Un moteur plus puissant :
Le remplacement de l'Atar 9C par le 9K50 permit d'augmenter la puissance de l'appareil. Ce nouveau turboréacteur réduisit quasiment de moitié le temps nécessaire pour atteindre Mach 1,8 à 12000 m à partir du décollage, soit de 8 à 4 mn. Le chasseur put être équipé, en option, d'un système de ravitaillement au sol pressurisé à un seul point qui permit de le préparer plus rapidement entre deux missions, d'un système de ravitaillement en vol et de sièges éjectables zéro-zéro (utilisables à altitude et à vitesse zéro). La Belgique, le Pérou la Suisse et le Venezuela ont décidé de remettre leurs Mirage à niveau avec ou sans l'assistance des Français. Quatre autres clients, l'Argentine, le Chili, la Colombie et probablement l'Afrique du Sud ont en revanche demandé l'aide d'Israël, de sorte que leurs Mirage ressemblent désormais aux Kfir construits dans ce pays (la principale réside dans le fait qu'ils ne sont pas dotés du moteur General Electric J79 de construction américaine).
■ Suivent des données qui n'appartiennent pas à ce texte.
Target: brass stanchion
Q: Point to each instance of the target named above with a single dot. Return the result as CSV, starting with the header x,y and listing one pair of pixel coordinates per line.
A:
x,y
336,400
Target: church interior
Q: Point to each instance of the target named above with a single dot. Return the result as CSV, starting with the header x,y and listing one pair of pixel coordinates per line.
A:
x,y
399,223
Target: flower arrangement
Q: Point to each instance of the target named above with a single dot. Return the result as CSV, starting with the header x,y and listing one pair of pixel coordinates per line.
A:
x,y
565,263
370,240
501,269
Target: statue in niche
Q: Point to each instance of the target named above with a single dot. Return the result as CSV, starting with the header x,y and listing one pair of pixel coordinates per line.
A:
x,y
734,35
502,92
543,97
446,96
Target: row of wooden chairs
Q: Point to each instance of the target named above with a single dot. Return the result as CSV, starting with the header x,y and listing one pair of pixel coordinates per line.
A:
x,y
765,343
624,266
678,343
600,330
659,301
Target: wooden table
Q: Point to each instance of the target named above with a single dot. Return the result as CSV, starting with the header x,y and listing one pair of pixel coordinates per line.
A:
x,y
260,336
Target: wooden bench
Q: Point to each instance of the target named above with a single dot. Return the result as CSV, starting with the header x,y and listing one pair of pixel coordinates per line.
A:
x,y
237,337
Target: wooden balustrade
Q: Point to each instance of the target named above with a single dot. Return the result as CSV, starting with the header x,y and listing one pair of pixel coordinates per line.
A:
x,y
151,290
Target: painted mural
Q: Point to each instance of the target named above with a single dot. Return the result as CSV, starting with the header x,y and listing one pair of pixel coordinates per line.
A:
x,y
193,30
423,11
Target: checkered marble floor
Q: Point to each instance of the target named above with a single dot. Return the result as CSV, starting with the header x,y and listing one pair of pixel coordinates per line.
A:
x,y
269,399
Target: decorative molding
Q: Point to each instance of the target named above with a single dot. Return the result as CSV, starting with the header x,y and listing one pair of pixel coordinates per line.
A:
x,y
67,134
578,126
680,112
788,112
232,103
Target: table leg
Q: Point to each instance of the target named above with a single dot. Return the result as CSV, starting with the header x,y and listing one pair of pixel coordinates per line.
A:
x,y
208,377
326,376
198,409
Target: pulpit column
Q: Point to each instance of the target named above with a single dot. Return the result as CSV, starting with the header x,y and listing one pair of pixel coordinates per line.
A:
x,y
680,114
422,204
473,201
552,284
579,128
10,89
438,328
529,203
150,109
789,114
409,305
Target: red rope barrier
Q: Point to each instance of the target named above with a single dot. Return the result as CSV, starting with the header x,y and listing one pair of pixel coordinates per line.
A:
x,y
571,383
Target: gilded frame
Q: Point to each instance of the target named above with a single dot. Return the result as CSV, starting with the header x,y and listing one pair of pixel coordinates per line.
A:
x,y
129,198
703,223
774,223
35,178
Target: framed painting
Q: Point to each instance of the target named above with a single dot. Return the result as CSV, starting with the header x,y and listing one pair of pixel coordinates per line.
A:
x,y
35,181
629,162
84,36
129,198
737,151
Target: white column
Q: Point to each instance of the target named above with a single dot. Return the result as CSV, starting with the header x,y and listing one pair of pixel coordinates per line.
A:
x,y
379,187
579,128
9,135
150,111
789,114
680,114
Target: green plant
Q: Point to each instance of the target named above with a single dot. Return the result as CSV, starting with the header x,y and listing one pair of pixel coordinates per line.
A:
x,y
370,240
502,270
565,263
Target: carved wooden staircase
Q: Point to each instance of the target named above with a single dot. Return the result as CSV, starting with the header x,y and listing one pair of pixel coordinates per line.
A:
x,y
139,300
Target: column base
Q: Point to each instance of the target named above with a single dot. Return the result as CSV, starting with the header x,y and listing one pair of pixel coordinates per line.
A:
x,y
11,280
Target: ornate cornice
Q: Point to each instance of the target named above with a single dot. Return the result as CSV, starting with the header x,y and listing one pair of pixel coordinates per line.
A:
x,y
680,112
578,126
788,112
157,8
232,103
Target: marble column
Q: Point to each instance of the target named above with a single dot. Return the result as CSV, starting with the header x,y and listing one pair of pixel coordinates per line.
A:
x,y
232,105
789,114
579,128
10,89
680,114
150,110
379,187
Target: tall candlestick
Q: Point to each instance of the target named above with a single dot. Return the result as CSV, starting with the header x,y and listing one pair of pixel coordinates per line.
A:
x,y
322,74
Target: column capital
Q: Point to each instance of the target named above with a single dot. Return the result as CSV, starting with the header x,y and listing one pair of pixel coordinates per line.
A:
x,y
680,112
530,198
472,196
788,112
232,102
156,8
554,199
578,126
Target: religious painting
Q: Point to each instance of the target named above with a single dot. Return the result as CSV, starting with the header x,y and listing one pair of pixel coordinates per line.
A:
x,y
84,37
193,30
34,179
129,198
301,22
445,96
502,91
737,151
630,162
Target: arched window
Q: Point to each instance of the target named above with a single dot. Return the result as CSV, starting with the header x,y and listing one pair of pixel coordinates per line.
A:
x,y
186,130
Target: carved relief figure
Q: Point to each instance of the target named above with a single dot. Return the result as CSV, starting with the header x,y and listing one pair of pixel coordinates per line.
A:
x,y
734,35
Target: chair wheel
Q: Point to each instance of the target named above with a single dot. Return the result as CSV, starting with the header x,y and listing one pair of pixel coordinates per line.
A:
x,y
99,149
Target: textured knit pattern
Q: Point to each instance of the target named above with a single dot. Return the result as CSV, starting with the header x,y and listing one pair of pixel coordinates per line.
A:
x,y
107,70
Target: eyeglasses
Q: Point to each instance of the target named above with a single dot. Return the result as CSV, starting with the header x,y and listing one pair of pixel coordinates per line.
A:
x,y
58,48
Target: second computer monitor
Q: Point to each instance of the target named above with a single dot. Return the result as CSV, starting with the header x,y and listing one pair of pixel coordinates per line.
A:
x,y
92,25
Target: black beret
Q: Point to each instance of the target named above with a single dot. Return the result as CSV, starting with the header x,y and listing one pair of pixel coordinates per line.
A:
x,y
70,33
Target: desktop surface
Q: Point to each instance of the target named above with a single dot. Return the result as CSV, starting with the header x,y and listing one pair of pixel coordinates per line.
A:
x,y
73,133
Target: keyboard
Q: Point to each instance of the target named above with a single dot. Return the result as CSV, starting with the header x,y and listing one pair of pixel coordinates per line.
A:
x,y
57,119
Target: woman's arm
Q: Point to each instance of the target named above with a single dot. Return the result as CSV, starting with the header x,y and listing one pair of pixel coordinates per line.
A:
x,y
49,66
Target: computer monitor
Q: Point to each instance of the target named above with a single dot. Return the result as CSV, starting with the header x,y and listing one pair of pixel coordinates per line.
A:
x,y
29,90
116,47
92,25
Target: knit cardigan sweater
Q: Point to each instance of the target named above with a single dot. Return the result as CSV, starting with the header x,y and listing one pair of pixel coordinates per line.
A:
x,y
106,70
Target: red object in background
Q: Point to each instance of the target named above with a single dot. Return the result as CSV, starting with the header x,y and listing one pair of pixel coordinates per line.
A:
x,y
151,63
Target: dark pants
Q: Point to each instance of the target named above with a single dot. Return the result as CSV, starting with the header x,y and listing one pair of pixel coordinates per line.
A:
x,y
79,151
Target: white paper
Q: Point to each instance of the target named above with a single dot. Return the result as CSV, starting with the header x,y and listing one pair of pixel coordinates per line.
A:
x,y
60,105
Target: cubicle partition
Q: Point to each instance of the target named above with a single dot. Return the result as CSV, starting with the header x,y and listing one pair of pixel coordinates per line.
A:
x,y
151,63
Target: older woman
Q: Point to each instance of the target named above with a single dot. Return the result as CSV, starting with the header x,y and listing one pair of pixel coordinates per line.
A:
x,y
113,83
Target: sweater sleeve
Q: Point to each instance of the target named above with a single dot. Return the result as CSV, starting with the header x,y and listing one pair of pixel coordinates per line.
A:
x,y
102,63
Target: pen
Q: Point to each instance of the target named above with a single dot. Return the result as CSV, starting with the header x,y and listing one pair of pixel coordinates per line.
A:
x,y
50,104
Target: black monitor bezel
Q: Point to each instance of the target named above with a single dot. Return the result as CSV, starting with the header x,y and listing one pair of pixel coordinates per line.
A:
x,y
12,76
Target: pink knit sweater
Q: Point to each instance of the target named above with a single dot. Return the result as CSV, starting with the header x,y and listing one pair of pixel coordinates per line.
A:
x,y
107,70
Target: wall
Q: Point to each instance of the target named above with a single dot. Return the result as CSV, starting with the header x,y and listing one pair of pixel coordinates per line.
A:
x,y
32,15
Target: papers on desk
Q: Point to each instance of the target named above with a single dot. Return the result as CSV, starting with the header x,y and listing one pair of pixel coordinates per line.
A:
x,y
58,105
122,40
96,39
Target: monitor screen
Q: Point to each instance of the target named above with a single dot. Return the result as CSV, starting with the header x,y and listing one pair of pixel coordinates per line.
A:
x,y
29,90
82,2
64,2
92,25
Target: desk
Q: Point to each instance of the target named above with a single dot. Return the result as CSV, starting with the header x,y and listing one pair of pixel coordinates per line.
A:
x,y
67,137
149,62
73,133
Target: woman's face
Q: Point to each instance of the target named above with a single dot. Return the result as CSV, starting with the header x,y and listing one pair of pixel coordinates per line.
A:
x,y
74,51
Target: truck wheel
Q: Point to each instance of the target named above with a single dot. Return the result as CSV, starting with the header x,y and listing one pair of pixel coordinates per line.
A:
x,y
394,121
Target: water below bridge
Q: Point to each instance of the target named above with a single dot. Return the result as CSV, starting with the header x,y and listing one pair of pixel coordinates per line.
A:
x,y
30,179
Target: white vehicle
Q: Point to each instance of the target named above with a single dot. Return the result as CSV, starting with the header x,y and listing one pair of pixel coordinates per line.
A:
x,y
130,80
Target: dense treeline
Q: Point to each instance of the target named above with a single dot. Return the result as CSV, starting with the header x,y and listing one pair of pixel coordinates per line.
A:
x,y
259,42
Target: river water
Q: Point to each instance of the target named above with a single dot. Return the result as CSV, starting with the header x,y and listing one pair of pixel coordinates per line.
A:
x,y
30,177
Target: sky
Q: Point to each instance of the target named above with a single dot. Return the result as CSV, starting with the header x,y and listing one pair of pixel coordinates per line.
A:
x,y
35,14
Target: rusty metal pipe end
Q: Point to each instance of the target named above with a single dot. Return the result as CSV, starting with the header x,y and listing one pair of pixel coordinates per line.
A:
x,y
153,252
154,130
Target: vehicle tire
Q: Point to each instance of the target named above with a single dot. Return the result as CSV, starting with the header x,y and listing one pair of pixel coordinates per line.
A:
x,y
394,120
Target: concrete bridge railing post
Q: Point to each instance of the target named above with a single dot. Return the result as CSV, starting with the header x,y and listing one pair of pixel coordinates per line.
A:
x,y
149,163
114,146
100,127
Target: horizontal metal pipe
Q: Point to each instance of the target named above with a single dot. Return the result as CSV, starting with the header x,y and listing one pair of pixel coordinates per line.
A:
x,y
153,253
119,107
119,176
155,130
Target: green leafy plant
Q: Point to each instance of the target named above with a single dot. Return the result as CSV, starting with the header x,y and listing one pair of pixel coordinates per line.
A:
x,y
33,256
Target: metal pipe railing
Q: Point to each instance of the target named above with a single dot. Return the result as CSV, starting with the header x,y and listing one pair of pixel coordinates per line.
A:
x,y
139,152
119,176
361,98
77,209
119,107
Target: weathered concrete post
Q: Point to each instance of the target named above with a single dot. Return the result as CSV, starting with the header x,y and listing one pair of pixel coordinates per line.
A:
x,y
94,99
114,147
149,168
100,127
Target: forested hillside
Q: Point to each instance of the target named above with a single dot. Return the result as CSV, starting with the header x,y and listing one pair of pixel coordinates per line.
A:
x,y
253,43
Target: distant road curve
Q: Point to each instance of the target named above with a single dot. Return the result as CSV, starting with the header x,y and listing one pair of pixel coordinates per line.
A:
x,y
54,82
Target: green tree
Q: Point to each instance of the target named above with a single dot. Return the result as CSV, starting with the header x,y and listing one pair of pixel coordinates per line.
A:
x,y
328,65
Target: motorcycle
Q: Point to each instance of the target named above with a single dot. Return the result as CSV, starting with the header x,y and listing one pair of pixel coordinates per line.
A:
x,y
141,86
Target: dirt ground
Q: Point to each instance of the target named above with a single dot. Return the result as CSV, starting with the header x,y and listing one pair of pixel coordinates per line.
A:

Les avions dérivés du Mirage les plus sophistiqués actuellement en service sont sans conteste les Cheetah sud-africains, version profondément modifiée des chasseurs monoplaces IIICZ, des biplaces IIIDZ et des avions de reconnaissance IIIR2Z. Remis à niveau par la forme Atlas, ils se caractérisent par des cellules reconditionnées, des surfaces canard avant et une avionique entièrement nouvelle, qui leur permet d'utiliser une vaste panoplie d'armes dont des bombes ou des missiles "intelligents" à guidage laser. Le Cheetah est la démonstration éclatante que les performances nouvelles du Mirage ne sont pas une simple illusion.